“Lui è un vecchio comunista, io un vecchio democristiano. Quindi sappiamo come si parla… tra noi, no?”. Il “vecchio democristiano” è Gianstefano Frigerio, (ri) arrestato per l’indagine Expo. Il “vecchio comunista” è Claudio Levorato, grande capo della cooperativa rossa Manutencoop. Dopo gli arresti dei sette uomini d’oro degli appalti, è difficile negare i fatti e sostenere che non è successo niente. È sotto gli occhi di tutti la girandola di manovre, pressioni, spinte, promesse, corruzioni, gare truccate. La linea di difesa del sistema, allora, si attesta su un’altra trincea: “Prendevano soldi per sé, non per i partiti.
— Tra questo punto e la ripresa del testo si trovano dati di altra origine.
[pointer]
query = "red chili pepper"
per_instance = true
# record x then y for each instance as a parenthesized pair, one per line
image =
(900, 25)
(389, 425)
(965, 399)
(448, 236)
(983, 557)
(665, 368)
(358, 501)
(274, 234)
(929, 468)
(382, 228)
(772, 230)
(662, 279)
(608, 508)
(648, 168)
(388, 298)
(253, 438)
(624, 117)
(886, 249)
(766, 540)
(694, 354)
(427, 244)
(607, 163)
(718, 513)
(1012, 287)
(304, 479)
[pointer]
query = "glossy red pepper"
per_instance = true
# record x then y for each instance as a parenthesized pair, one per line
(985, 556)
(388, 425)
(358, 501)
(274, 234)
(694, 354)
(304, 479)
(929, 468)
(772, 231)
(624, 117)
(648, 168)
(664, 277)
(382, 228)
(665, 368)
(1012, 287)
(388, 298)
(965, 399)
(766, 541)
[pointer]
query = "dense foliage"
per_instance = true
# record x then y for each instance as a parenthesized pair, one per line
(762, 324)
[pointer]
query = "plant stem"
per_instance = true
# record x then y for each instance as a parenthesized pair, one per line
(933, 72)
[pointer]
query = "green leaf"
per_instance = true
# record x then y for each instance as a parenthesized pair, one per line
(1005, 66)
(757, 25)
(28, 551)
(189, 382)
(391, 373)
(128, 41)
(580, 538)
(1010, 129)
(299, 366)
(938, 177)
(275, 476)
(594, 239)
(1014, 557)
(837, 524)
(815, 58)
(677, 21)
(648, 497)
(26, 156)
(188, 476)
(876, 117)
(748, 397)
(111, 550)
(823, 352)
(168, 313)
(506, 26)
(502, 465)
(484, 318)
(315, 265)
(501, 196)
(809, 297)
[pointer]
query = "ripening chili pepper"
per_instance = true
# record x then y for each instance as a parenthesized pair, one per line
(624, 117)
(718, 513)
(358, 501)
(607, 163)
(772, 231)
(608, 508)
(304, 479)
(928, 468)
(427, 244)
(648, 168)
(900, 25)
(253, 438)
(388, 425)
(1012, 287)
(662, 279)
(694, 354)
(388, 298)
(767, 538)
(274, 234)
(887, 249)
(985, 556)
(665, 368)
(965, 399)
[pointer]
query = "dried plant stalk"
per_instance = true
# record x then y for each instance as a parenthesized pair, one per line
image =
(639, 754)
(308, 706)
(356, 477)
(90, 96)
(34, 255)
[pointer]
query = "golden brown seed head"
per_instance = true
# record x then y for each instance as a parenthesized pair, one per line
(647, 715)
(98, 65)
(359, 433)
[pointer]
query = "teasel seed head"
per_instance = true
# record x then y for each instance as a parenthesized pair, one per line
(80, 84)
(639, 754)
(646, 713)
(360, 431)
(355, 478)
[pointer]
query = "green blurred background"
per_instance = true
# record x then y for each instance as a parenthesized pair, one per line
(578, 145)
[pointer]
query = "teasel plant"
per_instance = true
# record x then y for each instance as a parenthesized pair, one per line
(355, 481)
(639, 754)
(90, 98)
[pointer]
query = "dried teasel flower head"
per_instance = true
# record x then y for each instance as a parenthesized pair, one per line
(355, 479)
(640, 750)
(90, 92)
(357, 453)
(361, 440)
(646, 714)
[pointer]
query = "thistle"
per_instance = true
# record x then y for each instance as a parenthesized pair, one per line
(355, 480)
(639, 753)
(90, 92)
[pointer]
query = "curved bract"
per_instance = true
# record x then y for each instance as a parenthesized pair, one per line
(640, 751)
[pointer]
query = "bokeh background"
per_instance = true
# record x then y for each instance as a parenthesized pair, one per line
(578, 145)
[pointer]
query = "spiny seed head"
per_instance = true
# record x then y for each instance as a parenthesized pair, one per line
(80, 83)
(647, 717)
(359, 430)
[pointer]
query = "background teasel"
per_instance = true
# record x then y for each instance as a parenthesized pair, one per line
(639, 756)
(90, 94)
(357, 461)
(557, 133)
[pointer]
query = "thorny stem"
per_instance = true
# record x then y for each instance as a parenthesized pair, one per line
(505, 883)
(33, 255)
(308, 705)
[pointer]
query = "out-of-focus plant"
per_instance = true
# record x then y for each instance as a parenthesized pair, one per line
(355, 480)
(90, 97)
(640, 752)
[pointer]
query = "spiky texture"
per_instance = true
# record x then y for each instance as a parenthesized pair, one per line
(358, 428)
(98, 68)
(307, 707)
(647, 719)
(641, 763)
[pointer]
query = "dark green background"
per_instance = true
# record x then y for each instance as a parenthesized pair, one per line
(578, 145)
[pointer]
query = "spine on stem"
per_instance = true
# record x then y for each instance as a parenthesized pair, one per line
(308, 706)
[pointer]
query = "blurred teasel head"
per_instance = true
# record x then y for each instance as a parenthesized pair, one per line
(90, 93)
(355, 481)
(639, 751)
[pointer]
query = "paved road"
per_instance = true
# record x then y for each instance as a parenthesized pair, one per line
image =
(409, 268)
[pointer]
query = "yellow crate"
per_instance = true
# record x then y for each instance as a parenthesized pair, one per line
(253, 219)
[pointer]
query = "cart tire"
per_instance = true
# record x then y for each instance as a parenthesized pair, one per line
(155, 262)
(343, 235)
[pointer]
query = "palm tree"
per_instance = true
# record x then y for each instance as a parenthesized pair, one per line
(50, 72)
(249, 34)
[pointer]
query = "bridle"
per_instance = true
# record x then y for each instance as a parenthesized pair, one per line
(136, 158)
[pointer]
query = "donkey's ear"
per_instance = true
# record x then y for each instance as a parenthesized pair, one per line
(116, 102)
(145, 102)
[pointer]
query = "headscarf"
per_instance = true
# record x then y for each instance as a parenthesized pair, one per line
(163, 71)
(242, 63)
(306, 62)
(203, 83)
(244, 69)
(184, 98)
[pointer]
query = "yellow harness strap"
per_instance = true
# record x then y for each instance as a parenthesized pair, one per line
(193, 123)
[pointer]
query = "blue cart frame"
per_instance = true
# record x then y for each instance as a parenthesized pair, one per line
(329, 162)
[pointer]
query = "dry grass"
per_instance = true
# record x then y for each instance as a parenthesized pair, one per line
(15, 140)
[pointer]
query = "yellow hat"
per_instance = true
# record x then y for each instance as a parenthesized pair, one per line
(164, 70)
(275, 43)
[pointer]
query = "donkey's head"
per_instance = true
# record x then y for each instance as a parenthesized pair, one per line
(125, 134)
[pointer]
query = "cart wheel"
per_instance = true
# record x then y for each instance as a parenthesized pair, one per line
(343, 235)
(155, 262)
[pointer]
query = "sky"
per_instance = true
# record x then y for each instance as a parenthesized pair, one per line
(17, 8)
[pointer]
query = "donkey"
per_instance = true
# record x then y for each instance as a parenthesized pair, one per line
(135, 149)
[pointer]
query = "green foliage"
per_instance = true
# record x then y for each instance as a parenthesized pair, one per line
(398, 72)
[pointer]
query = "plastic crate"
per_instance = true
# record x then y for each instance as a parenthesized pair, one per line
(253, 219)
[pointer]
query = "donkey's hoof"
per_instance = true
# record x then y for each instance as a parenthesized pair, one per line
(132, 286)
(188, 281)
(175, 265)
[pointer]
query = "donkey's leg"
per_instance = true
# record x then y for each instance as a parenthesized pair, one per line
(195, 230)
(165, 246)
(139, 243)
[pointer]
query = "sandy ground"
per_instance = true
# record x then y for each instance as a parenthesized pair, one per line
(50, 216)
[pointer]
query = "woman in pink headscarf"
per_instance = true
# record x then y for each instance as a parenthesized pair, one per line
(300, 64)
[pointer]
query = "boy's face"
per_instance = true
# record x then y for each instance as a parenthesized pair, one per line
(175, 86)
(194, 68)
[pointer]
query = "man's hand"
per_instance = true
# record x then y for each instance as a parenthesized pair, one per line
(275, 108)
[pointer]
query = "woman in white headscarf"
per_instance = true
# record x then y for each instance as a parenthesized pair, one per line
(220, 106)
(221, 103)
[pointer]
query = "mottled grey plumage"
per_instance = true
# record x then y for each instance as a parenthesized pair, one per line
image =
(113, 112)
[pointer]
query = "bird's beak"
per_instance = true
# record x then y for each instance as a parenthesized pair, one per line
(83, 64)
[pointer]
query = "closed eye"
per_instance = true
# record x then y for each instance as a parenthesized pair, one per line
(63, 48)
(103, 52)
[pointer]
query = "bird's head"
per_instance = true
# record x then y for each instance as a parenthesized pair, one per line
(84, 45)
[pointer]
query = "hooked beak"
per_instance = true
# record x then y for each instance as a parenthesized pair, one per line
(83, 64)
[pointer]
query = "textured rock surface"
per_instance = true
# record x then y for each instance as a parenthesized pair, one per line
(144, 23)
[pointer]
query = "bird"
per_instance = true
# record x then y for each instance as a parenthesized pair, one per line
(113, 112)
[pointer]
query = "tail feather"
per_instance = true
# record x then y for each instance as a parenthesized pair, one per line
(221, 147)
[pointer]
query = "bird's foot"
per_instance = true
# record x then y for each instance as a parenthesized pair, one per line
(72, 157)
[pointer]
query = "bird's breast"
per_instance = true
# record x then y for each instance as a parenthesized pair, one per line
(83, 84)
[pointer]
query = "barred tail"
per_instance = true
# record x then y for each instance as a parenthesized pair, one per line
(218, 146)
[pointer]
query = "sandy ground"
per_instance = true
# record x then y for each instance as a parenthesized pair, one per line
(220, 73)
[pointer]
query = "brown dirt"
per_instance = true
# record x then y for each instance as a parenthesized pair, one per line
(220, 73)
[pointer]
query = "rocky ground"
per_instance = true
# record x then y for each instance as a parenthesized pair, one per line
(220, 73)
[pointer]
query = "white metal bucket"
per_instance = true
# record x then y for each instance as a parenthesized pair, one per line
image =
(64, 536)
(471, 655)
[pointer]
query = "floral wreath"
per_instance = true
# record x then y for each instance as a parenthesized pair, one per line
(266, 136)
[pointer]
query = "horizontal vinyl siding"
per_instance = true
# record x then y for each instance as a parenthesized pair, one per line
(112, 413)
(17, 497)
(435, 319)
Sono vecchi faccendieri che lavorano in proprio e spesso millantano rapporti che non hanno”.

Frigerio aveva anche una sua curiosa filosofia: “È colpa dei magistrati”, pontifica in un’intercettazione, “perché è vero che ci poteva essere corruzione, ma non puoi trasformare per un po’ di corruzione… non puoi distruggere tutto. Questo è il punto del problema, cioè la legalità: non è un valore, è una condizione, e quindi se tu la tratti come l’unico valore che un Paese ha, scassi tutto… L’illegalità c’è in tutto il mondo, bisogna trattarla con… normalità. Ogni volta una crociata: così si distruggono le nostre aziende all’estero”. Dal punto di vista giudiziario, ci penseranno i magistrati a distinguere tra millanterie e verità, tra rapporti esibiti e contatti reali. Ma dal punto di vista giornalistico e politico è già abbastanza chiara la relazione tra i “mediatori” e la politica. Altrimenti, perché mai gli imprenditori e gli uomini dei partiti avrebbero dovuto dar retta a personaggi come Gianstefano Frigerio e Primo Greganti? Perché mai buttare soldi e tempo per degli inutili mediatori? Sono solo vecchi arnesi della vecchia Tangentopoli? No.

Essi sono importanti e ascoltati proprio in quanto hanno dimostrato le loro “capacità” nel sistema della Prima Repubblica. Hanno il know-how giusto per intervenire oggi. Sono quelli che possono mettere in contatto politici, manager e imprese, per chiudere il cerchio delle gare e degli appalti. E sono quelli che possono convincere i partiti, per esempio, a mettere nei posti giusti i loro amici manager “disponibili”, che poi possono truccare le gare. Niente a che fare con i partiti, dunque? Certo, oggi non c’è più il “cassiere centrale” di partito che regolava il flusso delle tangenti, vigilava sulla spartizione degli appalti e incassava il finanziamento per “i costi della politica”. In Tangentopoli, i partiti almeno ci mettevano la faccia e coinvolgevano i loro cassieri ufficiali. Oggi si nascondono ipocritamente dietro personaggi che, quando sono colti con le mani nel sacco, possono scaricare definendoli “impresentabili”, “squalificati”.

I partiti della “nuova politica” si affidano a personaggi che non sono “pirati” (che “lavorano in proprio” e attaccano ogni nave che passa per depredarla), ma “corsari”, che fanno la guerra in mare per conto del re d’Inghilterra, sotto la bandiera del teschio con le ossa incrociate, ma con la prospettiva di essere infine nominati baronetti della Corona. Frigerio e i suoi hanno rapporti con partiti, manager e imprenditori, sul lato “destro”. Greganti copre il lato “sinistro” e porta nel sistema le grandi coop rosse. Se non ci fosse la necessità di un tacito e “alto”ok politico, perché mai curare gli “equilibri” destra-sinistra? Ormai, almeno dal 2005 dei “furbetti del quartierino”, i sistemi che sono emersi dalle indagini sono tutti (sistema Sesto compreso) delle piccole o grandi bicamerali degli affari, con contropartite destra-sinistra. Più difficile, oggi, risalire ai piani alti della politica. Eppure, se a quei piani fosse stata fatta davvero pulizia, nessuno darebbe più retta ai Frigerio e ai Greganti.